Yeah, and directing is even better, because directing is more like performing -- it happens within a time frame. Between the time you say ”Action“ and ”Cut“ it’s a piece of time, it‘s like a song, and either you’ve gotten it and it‘s really grooved along or it hasn’t, or it had some unexpected peaks or somebody did a really cool solo that you didn‘t expect -- that’s the best, that‘s the greatest.

It’s also social, where writing is solitary.

Exactly. And obviously actors are throwing things back and forth to each other, and watching that take place. It‘s great. And the other thing I began to see in those garage bands was that you would have to say some unpleasant things to people to get what you wanted, which I wasn’t prepared for. You know how when you‘re a kid you don’t like to insult people or ask for things, and in those garage bands at the age of 18, 19 or 20, I realized I‘d have to say something to my best friend like ”I think I can sing better than you and I think I should sing lead on this.“ I began to see that somebody in a creative endeavor has to take a hand. And I guess that’s what we call show business -- exercising power, or trying to achieve what you think it should be, what your vision is.

There‘s also that element of giving up power, in the sense of going with the flow.

Well, that’s the flip side of directing, this is why directing is so good for me. I‘d hear these stories about these guys who screamed and scared all the actors to death, and I thought, ”Well, I’ll never be able to do that.“ Then when I started directing, I began to realize that the thing for me was to let things happen, to go from being a writer, where you control every comma, every period, and obsess about every one of those, to something where it‘s going to happen in real time: You’re gonna say ”Action“ and stuff‘s gonna happen, and you’re gonna ride it.

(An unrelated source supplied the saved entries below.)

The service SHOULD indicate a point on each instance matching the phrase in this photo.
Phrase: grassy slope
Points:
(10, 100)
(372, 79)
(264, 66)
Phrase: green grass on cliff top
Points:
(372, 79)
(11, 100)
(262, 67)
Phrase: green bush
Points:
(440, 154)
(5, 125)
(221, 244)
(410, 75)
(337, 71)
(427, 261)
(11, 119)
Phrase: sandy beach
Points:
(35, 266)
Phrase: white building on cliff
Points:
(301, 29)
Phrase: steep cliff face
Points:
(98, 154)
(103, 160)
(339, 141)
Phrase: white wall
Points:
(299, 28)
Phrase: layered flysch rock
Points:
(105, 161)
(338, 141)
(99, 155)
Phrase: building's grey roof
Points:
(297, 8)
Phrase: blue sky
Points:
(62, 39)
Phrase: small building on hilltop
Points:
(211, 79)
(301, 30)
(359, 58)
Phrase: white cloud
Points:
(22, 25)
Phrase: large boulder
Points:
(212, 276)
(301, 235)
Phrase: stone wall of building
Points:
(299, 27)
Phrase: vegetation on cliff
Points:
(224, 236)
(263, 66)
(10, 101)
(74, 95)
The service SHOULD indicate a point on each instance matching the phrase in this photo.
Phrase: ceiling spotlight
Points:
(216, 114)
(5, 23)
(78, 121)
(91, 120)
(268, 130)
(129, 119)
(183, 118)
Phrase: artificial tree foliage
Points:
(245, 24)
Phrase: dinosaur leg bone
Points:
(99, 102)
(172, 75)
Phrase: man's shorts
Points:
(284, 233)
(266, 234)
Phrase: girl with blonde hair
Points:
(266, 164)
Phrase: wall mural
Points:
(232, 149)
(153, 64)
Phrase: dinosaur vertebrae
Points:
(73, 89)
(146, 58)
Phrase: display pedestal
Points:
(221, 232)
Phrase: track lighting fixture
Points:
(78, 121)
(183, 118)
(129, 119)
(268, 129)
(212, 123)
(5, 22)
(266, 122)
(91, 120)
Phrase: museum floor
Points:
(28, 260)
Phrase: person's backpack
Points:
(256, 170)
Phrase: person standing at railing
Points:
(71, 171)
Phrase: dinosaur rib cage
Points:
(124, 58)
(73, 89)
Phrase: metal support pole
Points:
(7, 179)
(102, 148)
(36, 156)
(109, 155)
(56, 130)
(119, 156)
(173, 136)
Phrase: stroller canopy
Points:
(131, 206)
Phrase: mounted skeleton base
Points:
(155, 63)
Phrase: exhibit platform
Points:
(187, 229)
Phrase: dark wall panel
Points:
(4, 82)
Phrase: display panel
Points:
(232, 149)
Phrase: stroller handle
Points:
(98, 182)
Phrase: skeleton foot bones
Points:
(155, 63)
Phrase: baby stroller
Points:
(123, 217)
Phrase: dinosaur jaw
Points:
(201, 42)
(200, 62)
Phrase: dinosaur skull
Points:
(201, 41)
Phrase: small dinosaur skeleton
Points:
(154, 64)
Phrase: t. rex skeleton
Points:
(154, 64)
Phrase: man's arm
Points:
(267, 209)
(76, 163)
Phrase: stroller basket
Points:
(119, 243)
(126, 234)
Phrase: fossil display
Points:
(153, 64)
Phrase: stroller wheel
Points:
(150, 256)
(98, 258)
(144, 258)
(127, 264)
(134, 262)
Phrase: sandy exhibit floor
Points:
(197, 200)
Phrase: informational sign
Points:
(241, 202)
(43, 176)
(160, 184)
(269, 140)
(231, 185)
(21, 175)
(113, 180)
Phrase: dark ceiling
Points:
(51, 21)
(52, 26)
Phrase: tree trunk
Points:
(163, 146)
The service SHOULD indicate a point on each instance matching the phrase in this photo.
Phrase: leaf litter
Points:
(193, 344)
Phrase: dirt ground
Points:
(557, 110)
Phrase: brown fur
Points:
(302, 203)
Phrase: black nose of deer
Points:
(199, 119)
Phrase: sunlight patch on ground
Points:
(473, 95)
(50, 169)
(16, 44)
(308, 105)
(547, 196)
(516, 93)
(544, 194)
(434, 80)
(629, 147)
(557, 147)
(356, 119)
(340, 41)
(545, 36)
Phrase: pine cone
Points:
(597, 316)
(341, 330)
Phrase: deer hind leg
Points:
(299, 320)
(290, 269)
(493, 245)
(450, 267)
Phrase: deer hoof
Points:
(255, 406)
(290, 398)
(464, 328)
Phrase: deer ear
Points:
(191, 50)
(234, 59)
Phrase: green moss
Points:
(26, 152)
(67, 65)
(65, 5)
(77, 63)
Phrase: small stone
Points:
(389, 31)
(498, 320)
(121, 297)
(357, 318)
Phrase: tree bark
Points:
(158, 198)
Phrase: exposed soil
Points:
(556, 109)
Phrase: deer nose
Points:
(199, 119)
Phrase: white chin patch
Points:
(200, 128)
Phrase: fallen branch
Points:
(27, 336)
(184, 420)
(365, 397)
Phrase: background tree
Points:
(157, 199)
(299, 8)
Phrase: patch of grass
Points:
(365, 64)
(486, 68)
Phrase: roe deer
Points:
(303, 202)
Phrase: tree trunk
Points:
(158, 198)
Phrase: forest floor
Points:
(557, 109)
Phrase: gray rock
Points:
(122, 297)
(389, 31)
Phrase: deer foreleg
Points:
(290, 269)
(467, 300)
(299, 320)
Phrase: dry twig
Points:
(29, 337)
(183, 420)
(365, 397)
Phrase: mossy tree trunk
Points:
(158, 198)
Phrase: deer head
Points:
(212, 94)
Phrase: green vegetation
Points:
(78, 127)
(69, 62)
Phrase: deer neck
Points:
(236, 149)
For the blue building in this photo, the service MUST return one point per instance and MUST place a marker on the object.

The most talented of my friends said to me when I was about 21 or 22 -- we were parked in my car in the Village, and I was going to get married and I was thinking of going to film school out in California -- and he said, ”I don‘t think you’re ever going to be anything much more than the drummer in my band. I‘m just telling you that for whatever it’s worth.“ [Laughs.] And that was a big spur. It was very motivating. More motivating than anything my parents ever said to me.